Normally all magnetic poles should be confined within two-pole couplets---the traditional magnetic dipole. However, at a low enough temperature, around 5 K, "frustration" among the magnetic atoms---they want to align with each other but can't because of the inherent geometry of the material---leads to a disordered state with strong, synchronized fluctuations. Unpaired magnetic poles can form amid this tumult. That is, particles (quasiparticle excitations, to be exact) in spin ice with a net magnetic "charge" can exist and move about. A gas of electric charges is called a "plasma," so some scientists refer to the analogous tenuous cloud of magnetic charges as a "monopole plasma."
Stephen Powell's paper, published presently in the journal Physical Review Letters, explores what happens when the fluctuations are frozen by, for example, still-colder temperatures or a high-strength magnetic field. He shows how the monopoles are confined into magnetically neutral dipoles again. He is the first to prescribe the phase transition from the monopole phase (also called the Coulomb phase since the monopoles feel the same inverse-square force effect as electric charges) into the pole-confined phase.

'Magnetricity' Behaves Like Electricity - Science News

'Magnetricity' Behaves Like Electricity - Science News: In 2009 Steven Bramwell of the University College of London found that sometimes a molecule squirms and flips. Two poles, a north and a south, are born. The molecule itself stays put, but these ghostly poles, which aren’t actually attached to a physical object, can move around independently of each other as chain reactions of flipping molecules carry them from pyramid to pyramid.
“Eventually they get so far apart that they lose all memory of each other,” says Bramwell. “The dipole splits in half and becomes two monopoles.”

Scientists create highly ordered artificial spin ice using nanotechnology

Scientists create highly ordered artificial spin ice using nanotechnology: "Artificial spin ice is built using nanotechnology and is made up of millions of tiny magnets, each thousands of times smaller than a grain of sand. The magnets exist in a lattice in what is known as a 'frustrated' structure. Like water ice, the geometry of the structure means that all of the interactions between the atoms cannot be satisfied at the same time."

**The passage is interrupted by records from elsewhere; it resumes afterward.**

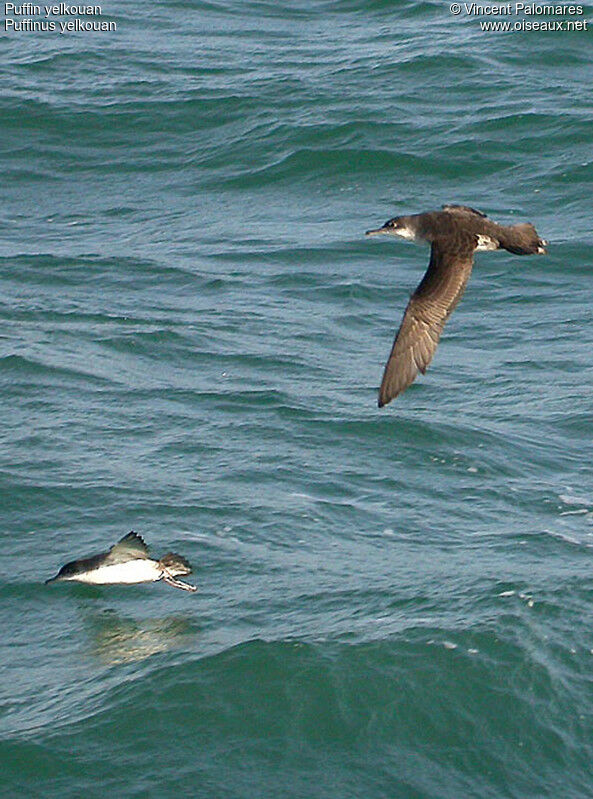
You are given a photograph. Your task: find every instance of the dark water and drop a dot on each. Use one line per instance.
(391, 603)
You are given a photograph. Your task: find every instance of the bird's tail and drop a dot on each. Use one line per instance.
(523, 239)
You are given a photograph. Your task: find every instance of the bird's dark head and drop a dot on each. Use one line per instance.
(397, 226)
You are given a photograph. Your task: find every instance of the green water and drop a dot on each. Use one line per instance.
(193, 327)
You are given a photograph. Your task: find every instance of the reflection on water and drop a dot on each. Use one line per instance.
(119, 639)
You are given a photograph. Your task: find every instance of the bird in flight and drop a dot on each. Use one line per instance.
(454, 234)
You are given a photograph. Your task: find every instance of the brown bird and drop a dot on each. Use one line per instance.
(454, 234)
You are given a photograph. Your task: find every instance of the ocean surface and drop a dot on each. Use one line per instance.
(391, 603)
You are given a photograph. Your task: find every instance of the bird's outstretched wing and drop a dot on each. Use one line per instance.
(441, 288)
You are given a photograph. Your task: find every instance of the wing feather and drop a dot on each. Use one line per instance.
(441, 288)
(130, 547)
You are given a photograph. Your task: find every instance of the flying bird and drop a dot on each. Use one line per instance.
(454, 234)
(126, 562)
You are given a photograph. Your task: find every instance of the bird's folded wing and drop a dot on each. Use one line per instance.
(130, 547)
(438, 293)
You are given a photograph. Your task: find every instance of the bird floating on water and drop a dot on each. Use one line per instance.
(454, 234)
(126, 562)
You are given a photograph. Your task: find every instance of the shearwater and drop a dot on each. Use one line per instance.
(126, 562)
(454, 234)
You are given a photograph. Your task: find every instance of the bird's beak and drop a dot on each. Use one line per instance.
(378, 231)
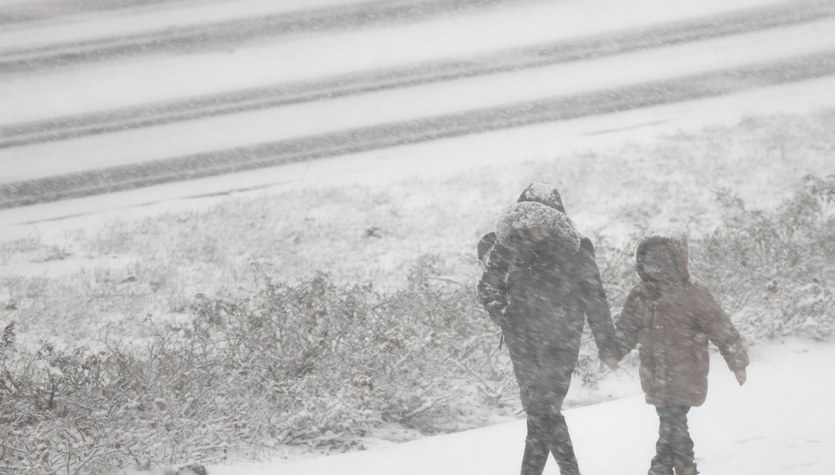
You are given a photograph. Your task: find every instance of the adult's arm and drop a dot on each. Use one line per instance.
(594, 302)
(628, 325)
(492, 288)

Magnetic monopole deficit hints that hunt is futile - New Scientist - New Scientist

Magnetic monopole deficit hints that hunt is futile: Unlike electric charges, which abound as individual positives and negatives, magnets seem always to have both a north and south end. Yet monopoles pop up in descriptions of the early universe and also help to explain why electric charges come in discrete "quanta". If monopoles actually exist, will we ever spot one?

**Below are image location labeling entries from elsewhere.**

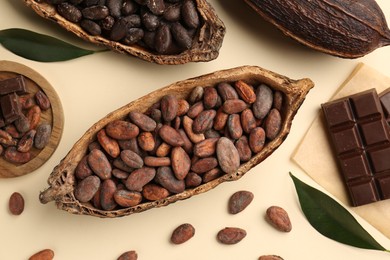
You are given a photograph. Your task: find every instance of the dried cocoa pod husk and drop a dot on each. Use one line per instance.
(347, 29)
(205, 47)
(62, 180)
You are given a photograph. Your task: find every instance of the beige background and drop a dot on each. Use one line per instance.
(92, 86)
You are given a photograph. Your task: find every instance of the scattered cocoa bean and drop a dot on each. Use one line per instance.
(231, 235)
(16, 203)
(278, 218)
(239, 201)
(182, 233)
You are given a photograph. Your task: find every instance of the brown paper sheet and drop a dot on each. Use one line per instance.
(314, 154)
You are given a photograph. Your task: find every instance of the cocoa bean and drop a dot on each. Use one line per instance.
(257, 139)
(132, 159)
(154, 192)
(279, 218)
(273, 124)
(42, 100)
(166, 178)
(146, 141)
(107, 192)
(125, 198)
(143, 121)
(239, 200)
(263, 103)
(245, 91)
(16, 203)
(171, 136)
(45, 254)
(139, 178)
(227, 154)
(121, 130)
(203, 121)
(109, 144)
(129, 255)
(234, 106)
(205, 148)
(181, 163)
(182, 233)
(152, 161)
(99, 164)
(86, 188)
(204, 164)
(231, 235)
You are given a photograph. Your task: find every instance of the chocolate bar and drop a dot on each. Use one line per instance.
(10, 107)
(361, 142)
(10, 85)
(385, 101)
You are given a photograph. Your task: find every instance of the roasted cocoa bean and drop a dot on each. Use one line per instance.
(46, 254)
(234, 106)
(272, 124)
(86, 188)
(99, 164)
(42, 135)
(143, 121)
(139, 178)
(169, 107)
(257, 139)
(129, 255)
(203, 121)
(69, 12)
(107, 192)
(122, 130)
(182, 233)
(154, 192)
(132, 159)
(279, 218)
(171, 136)
(227, 154)
(231, 235)
(239, 200)
(206, 148)
(16, 203)
(125, 198)
(42, 100)
(166, 178)
(263, 103)
(234, 126)
(109, 144)
(153, 161)
(204, 164)
(12, 155)
(26, 142)
(146, 141)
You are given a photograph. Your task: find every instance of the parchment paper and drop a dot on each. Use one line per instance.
(314, 154)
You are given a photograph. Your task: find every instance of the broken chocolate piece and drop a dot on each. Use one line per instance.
(10, 85)
(10, 107)
(361, 141)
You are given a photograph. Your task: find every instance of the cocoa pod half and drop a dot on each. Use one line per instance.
(347, 29)
(166, 187)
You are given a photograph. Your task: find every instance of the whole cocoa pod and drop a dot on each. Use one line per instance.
(348, 29)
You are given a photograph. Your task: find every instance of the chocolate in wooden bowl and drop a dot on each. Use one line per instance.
(54, 116)
(62, 181)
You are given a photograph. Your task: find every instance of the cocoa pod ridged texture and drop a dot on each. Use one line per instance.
(347, 29)
(186, 166)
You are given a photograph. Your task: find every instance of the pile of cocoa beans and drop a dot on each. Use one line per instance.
(178, 144)
(165, 27)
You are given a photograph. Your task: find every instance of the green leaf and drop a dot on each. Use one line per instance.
(332, 220)
(39, 47)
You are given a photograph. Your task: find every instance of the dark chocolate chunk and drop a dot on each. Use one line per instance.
(10, 85)
(361, 141)
(10, 107)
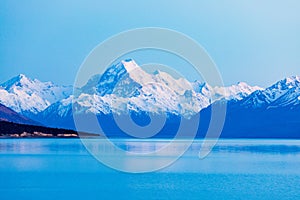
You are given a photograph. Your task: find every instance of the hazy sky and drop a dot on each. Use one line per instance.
(253, 41)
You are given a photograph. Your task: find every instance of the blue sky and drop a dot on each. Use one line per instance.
(252, 41)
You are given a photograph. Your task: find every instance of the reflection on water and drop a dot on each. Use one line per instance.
(75, 146)
(64, 169)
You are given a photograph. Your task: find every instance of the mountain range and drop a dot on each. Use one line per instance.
(126, 89)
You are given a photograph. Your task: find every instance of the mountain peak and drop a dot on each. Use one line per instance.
(128, 64)
(287, 83)
(18, 80)
(293, 79)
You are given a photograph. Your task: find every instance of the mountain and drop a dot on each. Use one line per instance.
(270, 113)
(125, 88)
(233, 92)
(16, 130)
(8, 115)
(30, 96)
(284, 93)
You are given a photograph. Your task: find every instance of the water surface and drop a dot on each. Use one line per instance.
(235, 169)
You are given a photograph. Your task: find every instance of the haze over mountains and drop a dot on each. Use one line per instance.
(125, 88)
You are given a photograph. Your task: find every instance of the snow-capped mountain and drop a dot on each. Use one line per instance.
(8, 115)
(233, 92)
(126, 87)
(28, 96)
(282, 94)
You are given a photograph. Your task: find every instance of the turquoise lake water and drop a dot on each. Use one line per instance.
(235, 169)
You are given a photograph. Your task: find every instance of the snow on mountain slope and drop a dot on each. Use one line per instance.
(126, 87)
(283, 93)
(7, 114)
(233, 92)
(25, 95)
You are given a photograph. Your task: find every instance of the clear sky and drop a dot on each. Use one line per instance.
(253, 41)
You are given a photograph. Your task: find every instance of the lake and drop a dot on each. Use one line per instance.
(235, 169)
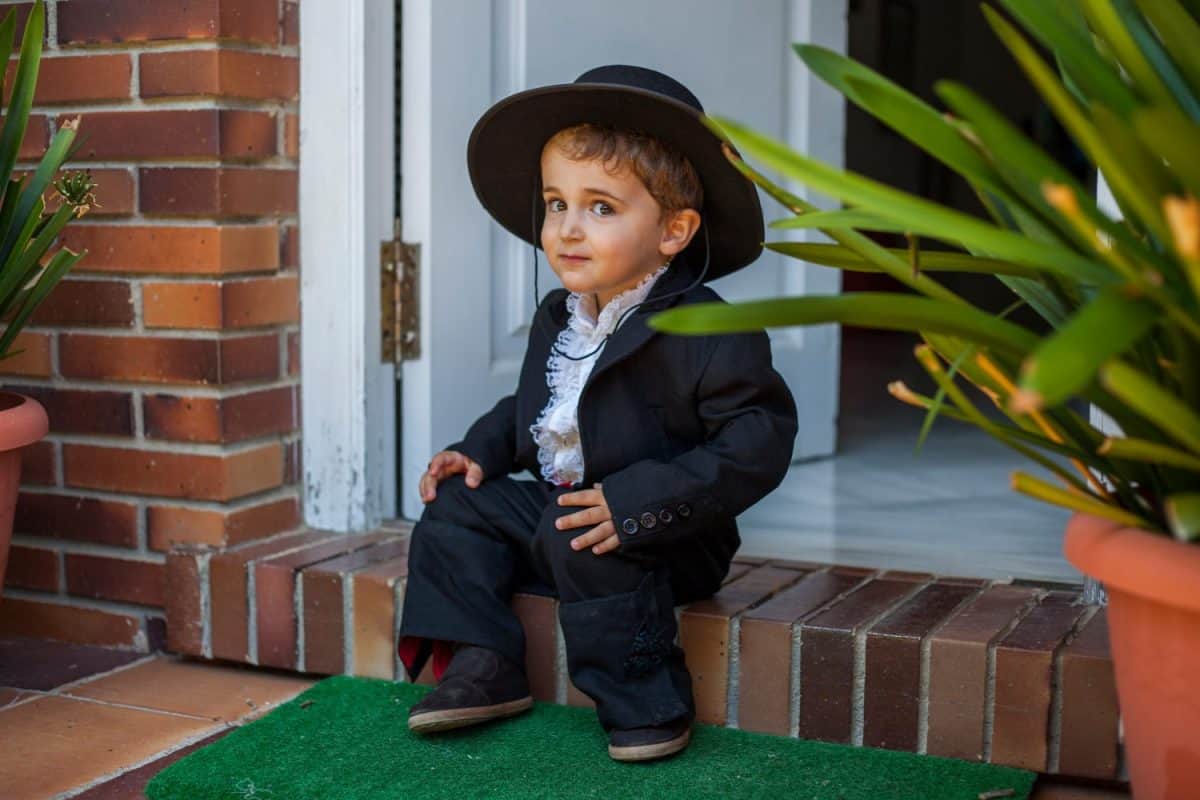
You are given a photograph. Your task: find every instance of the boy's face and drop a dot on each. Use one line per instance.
(610, 222)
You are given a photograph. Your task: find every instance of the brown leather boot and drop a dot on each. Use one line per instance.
(478, 685)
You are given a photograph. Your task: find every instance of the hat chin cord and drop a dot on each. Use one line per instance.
(537, 295)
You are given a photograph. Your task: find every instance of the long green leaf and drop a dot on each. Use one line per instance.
(1171, 137)
(880, 310)
(1072, 355)
(33, 193)
(1029, 485)
(1125, 185)
(933, 367)
(1152, 402)
(851, 239)
(59, 265)
(933, 260)
(1179, 32)
(1029, 167)
(840, 218)
(1140, 54)
(904, 112)
(917, 214)
(1095, 77)
(24, 83)
(23, 268)
(1183, 516)
(1150, 451)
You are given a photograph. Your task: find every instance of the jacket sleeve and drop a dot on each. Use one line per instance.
(491, 439)
(750, 423)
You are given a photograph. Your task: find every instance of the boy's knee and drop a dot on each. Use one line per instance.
(448, 500)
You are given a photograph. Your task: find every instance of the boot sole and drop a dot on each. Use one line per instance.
(448, 719)
(646, 752)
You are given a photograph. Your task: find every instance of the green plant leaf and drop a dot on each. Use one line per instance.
(24, 82)
(1072, 355)
(851, 239)
(1171, 137)
(916, 214)
(1079, 58)
(1140, 54)
(1183, 516)
(33, 193)
(1026, 483)
(60, 263)
(1126, 187)
(1153, 402)
(933, 260)
(1153, 452)
(840, 218)
(879, 310)
(1179, 31)
(1026, 167)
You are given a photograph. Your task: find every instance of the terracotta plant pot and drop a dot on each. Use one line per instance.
(1153, 587)
(23, 421)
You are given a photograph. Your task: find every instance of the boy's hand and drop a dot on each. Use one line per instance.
(444, 464)
(603, 537)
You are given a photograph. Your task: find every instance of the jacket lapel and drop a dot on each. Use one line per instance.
(634, 332)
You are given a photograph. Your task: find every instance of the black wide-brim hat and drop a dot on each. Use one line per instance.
(504, 155)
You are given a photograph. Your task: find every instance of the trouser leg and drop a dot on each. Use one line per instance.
(617, 613)
(468, 553)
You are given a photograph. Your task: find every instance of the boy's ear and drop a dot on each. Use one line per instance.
(678, 230)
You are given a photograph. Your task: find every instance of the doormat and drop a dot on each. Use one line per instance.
(347, 739)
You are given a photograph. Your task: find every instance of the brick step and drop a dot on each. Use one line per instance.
(949, 666)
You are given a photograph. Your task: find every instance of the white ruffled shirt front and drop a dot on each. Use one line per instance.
(557, 429)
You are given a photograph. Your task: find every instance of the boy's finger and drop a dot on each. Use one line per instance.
(607, 546)
(593, 516)
(585, 498)
(474, 475)
(593, 536)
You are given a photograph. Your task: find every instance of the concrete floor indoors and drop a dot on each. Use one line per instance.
(97, 723)
(873, 501)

Our best hope may be to capture a relic monopole from the early universe, but the likelihood of this depends on how many there are near us. The limit on the number of such high-speed relic monopoles that could inhabit the Milky Way without sapping its magnetic field is called the "Parker bound".

Now readings from ANITA, a balloon-borne neutrino telescope based in Antarctica that can also detect monopoles, suggest that the maximum is just 1/10,000th of the Parker bound for monopoles moving close to the speed of light, says David Besson at the University of Kansas, Lawrence, and colleagues.

Hot on the trails of the mysterious monopole - physics-math - 04 September 2009 - New Scientist

Hot on the trails of the mysterious monopole: "Spin ice is a kind of crystalline material with essentially the same atomic arrangements as water ice. Last year, researchers demonstrated that certain states of spin ice would create monopoles that rove about the crystal. The monopoles would be seen as disturbances moving through the spins of atoms within the crystal.  Now two separate groups claim to have seen just that."